According to UNICEF, diarrhea is deadly for these many children and is the second most common cause of child deaths worldwide.
But how can children get into the habit of washing their hands? This is exactly the problem that a group of Indian industrial designers from the Parson’s School of Design in New York City sought to solve when they designed SoaPen, a colored marker with ink that turns into soapy lather.
At the Forbes Under 30 Summit Asia held Tuesday, July 25, at Solaire Resort and Casino, SoaPen cofounder Yogita Agrawal recalled how their invention landed her and her peers in this year’s Forbes 30 Under 30 Asia list for the healthcare and science fields, as well as won them the 2015 UNICEF Wearables for Good Challenge.
Upon learning the disturbing statistics on child under-five mortality, the team immediately thought the solution was to give soap to schools. But after visiting a primary school in Mumbai, they found that there was already soap. However, children were still washing their hands only with water.
They decided to “unlearn” their presumptions and to observe the schoolchildren’s behavior, instead. This revealed that soap was simply inaccessible to the children, as it was often kept inside of a closet rather than placed by the bathroom sink in fear that the children might waste or steal it. Unless the teachers accompanied the children to the bathroom, the students ended up washing only with water.
Even if they did use soap, the children would simply place it under the tap and not lather properly. Bar soap was messy to use, while liquid soap was “over-squirted” and wasted.

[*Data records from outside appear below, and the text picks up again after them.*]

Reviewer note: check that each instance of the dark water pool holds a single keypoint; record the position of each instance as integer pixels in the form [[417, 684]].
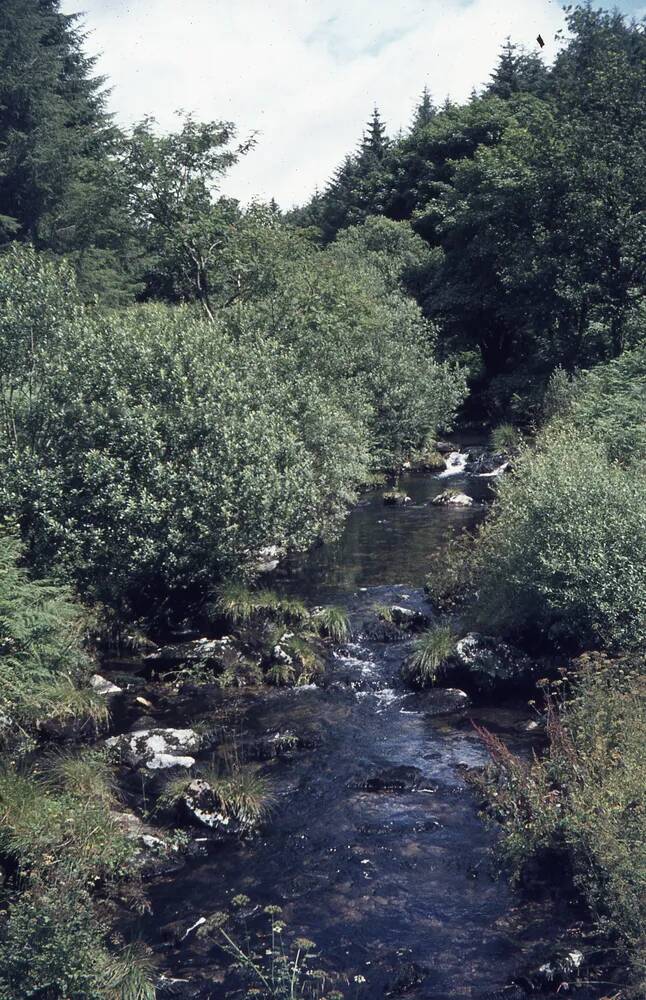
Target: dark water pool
[[384, 881]]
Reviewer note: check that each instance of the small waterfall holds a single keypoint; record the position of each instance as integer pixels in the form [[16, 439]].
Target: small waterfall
[[455, 464], [496, 472]]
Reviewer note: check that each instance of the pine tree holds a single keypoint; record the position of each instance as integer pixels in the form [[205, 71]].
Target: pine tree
[[424, 112], [52, 114], [518, 71], [59, 186]]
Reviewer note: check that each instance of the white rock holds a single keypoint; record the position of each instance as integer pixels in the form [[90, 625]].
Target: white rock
[[103, 686], [157, 749]]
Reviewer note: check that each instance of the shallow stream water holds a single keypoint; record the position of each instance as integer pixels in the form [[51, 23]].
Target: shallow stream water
[[374, 848]]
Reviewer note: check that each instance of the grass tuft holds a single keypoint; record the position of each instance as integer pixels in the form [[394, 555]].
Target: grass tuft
[[333, 623]]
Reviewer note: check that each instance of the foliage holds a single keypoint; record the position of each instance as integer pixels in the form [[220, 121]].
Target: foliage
[[332, 622], [450, 579], [170, 181], [182, 448], [85, 774], [585, 797], [562, 551], [43, 668], [53, 944], [506, 438], [273, 964], [608, 402], [430, 651], [45, 829]]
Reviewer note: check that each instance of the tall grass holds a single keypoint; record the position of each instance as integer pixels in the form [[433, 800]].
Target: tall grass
[[430, 651], [333, 623], [586, 797]]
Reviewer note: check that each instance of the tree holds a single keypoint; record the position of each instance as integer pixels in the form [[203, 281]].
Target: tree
[[58, 187], [518, 71], [424, 112], [171, 182]]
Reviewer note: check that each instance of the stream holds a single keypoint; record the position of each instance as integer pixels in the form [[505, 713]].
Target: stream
[[374, 848]]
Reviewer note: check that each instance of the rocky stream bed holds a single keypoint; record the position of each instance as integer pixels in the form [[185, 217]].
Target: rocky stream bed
[[374, 847]]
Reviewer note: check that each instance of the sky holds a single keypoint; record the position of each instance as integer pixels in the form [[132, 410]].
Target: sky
[[304, 74]]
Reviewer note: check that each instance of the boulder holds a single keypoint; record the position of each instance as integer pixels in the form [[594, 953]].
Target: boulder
[[215, 653], [485, 663], [408, 618], [562, 970], [453, 499], [156, 749]]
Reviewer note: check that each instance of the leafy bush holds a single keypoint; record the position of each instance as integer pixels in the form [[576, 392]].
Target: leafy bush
[[505, 437], [585, 798], [450, 580], [429, 653], [43, 669], [608, 404], [332, 622], [563, 550], [53, 945]]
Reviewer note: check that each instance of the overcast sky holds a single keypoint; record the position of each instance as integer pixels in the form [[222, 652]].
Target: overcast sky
[[304, 73]]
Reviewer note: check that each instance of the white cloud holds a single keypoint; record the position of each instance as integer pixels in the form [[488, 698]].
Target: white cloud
[[305, 73]]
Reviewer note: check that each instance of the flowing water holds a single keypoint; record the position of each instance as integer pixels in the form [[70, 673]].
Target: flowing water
[[374, 848]]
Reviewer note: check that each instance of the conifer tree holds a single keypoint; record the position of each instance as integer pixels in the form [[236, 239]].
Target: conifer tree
[[424, 112]]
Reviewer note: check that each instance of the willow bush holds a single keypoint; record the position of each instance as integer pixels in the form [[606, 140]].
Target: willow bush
[[149, 453], [564, 551]]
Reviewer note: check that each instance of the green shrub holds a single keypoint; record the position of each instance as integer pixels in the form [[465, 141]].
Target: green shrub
[[333, 623], [430, 651], [44, 826], [506, 437], [608, 405], [53, 945], [450, 580], [563, 551], [586, 796], [181, 448]]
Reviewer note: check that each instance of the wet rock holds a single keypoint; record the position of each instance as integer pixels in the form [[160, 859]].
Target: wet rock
[[455, 463], [281, 655], [156, 749], [267, 559], [394, 498], [143, 722], [202, 806], [448, 498], [487, 463], [378, 630], [400, 778], [408, 618], [485, 663], [511, 992], [215, 653], [103, 686], [437, 701], [278, 744]]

There was also no monitoring of whether they were washing their hands correctly. This was the case in public and private schools, Agrawal reported. The team also learned that children did not like washing their hands with soap, but loved drawing on their hands.
And so the team wondered: what if the children could draw with soap and be clean?

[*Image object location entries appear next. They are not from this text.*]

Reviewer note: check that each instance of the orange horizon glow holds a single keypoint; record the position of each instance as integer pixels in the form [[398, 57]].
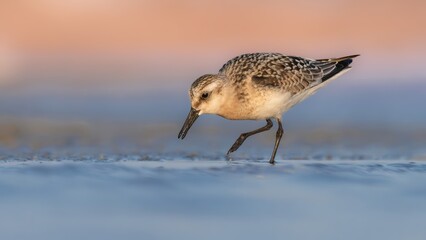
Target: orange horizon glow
[[145, 35]]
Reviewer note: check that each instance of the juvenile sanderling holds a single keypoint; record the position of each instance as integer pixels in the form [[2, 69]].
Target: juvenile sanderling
[[260, 86]]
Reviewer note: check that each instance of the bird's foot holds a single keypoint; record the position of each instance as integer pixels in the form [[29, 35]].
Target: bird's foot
[[236, 145]]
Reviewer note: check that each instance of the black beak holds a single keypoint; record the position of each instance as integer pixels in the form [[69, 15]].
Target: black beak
[[192, 116]]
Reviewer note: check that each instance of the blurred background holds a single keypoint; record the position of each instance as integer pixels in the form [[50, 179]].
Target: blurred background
[[117, 72]]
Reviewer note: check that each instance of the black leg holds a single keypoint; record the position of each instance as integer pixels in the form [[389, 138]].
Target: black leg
[[280, 132], [244, 136]]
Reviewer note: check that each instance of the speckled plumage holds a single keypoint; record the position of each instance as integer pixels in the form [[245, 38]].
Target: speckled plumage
[[261, 86]]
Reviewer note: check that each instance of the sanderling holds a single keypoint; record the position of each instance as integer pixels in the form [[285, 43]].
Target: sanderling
[[260, 86]]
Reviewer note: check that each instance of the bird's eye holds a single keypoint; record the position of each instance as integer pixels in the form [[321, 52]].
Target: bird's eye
[[205, 95]]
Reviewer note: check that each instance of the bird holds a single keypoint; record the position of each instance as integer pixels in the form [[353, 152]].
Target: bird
[[260, 86]]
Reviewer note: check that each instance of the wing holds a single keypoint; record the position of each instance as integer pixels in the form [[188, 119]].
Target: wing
[[288, 73]]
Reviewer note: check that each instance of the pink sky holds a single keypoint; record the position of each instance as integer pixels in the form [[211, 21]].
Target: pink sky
[[141, 38]]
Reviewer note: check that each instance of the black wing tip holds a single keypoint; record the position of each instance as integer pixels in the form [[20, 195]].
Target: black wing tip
[[341, 64]]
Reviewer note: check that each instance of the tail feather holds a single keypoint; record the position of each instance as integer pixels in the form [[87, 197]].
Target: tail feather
[[338, 64]]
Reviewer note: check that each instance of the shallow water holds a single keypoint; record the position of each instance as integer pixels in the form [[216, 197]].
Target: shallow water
[[187, 195]]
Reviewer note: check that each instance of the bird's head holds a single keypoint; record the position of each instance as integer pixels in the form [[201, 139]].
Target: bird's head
[[206, 98]]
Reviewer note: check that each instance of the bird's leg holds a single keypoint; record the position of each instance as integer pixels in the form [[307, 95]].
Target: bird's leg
[[279, 134], [244, 136]]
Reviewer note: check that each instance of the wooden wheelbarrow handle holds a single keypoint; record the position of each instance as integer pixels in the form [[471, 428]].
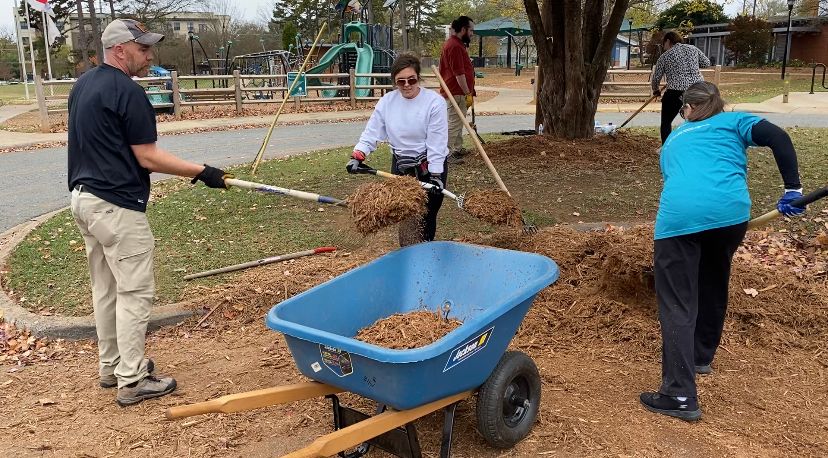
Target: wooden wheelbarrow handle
[[253, 399], [801, 202]]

The team brought soap from the bathroom to the classroom, so that teachers no longer had to accompany the children to check up on whether they were washing properly. The teachers could still monitor usage by looking out for leftover color marks on the students’ hands.
The children the team worked with drew with SoaPen all the time, but because of the economical application method, Agrawal explained, they could be creative but not wasteful.
The team continued to refine their prototype, which had nevertheless become so accepted and usable that it reached 3,000 children in less than two months. Each time they made changes in the design, they would get children to try the product. The kids didn’t like having “serious conversations” with the industrial designers, but would immediately get excited upon seeing the product, playing with it and teaching their own friends how to use it.
“The effectiveness of SoaPen in reaching out to children and making handwashing a habit has reinstated our belief that simple thoughtful changes to even age-old conventions can make rather big impacts,” Agrawal said.